Our apartment has a door flanked by two barred windows facing the patio/walkway. You enter the living/dining area, and the kitchen is through the door on the left. The rest of the apartment is through the arched doorway at the back of the living/dining room. The arched doorway gives onto a study and behind that a bedroom with its own bath. To the left beyond the arched doorway, and behind the kitchen, is the larger bedroom and behind that the master bath. Down the short hall past the master bath is a sliding glass door to the servicio (service area) which is a tile-floored patio with a place for a washing machine in an L to the right. Only the master bedroom has no windows, which might be a good thing during fiesta time.

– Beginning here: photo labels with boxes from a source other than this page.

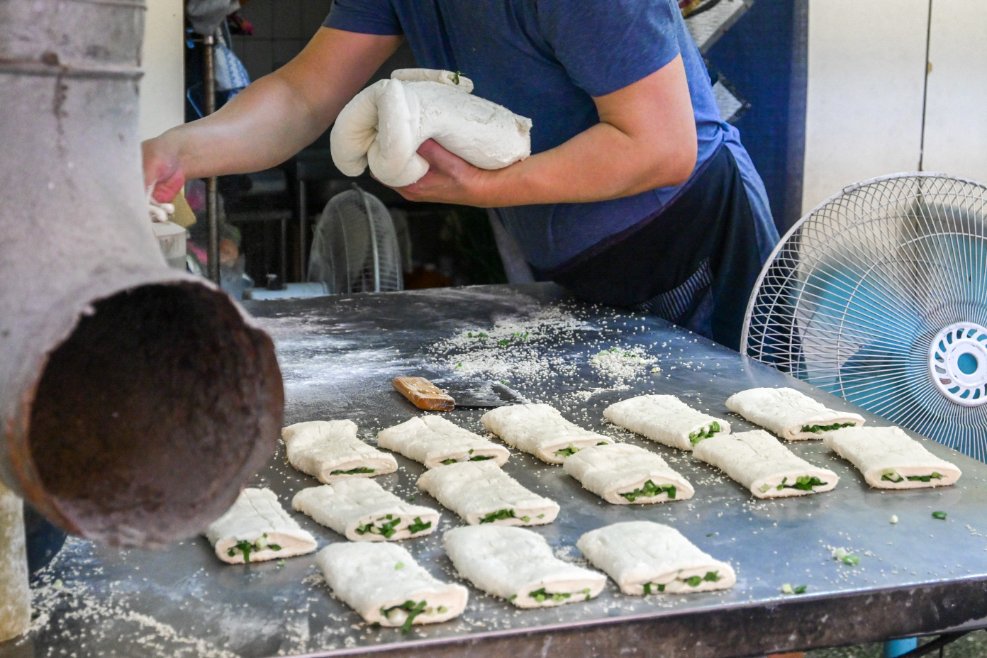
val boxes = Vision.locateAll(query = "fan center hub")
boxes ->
[929,322,987,407]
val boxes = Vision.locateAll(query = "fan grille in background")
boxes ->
[741,173,987,461]
[308,185,404,294]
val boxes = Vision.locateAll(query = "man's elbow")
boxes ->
[662,144,697,186]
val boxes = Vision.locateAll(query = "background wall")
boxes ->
[233,0,332,80]
[802,0,987,212]
[138,0,185,139]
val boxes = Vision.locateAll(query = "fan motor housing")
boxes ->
[929,322,987,407]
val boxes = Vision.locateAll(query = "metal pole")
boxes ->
[202,35,220,285]
[0,482,31,643]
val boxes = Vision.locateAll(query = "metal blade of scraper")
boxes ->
[436,381,528,409]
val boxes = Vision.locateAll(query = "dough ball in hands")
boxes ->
[329,69,531,187]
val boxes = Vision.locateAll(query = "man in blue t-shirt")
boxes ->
[144,0,778,348]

For this nearly new two bedroom, two bath, one study apartment with patio, we pay $5,500 Mx (roughly $525 US) a month.
View from Front Door

Of course it is concrete and echoes pretty badly; there are only about 4 hours of direct sunlight a day; and the electrical system is 30 amps, instead of the more usual 100 to 150 amps in the US. We hear that you cannot run more than two appliances at a time (which is typical in the historic district at least), and I will find my super-duper surge protector and battery backup from Georgia useful to protect the computer and other delicate electronics.

Jaime, our agent, really worked hard for us the last week of February, trying to find us an apartment within our budget, as well as in the historic district. We will definitely use him to find an old house to fix up later this year, we hope.

We did not know it when we rented the place, but it turns out that Carl and Francis live a couple of houses away. Shelley, also from Canada, lives next to them and has a border who is in the Peace Corps (a retired guy named Mike), and Gemma, Maria and Bob’s friend, owns a really big house just across the street where she rents out luxury suites in her garden for a few days or a week at a time. Also across the street and close to Gemma’s house is the Hotel de la Merced, that had been a convent of the Sisters of Mercy and later a tenement before becoming a hotel. We had lunch there a day or two after moving in, and it is really beautiful on the inside, although you might not think so from the outside.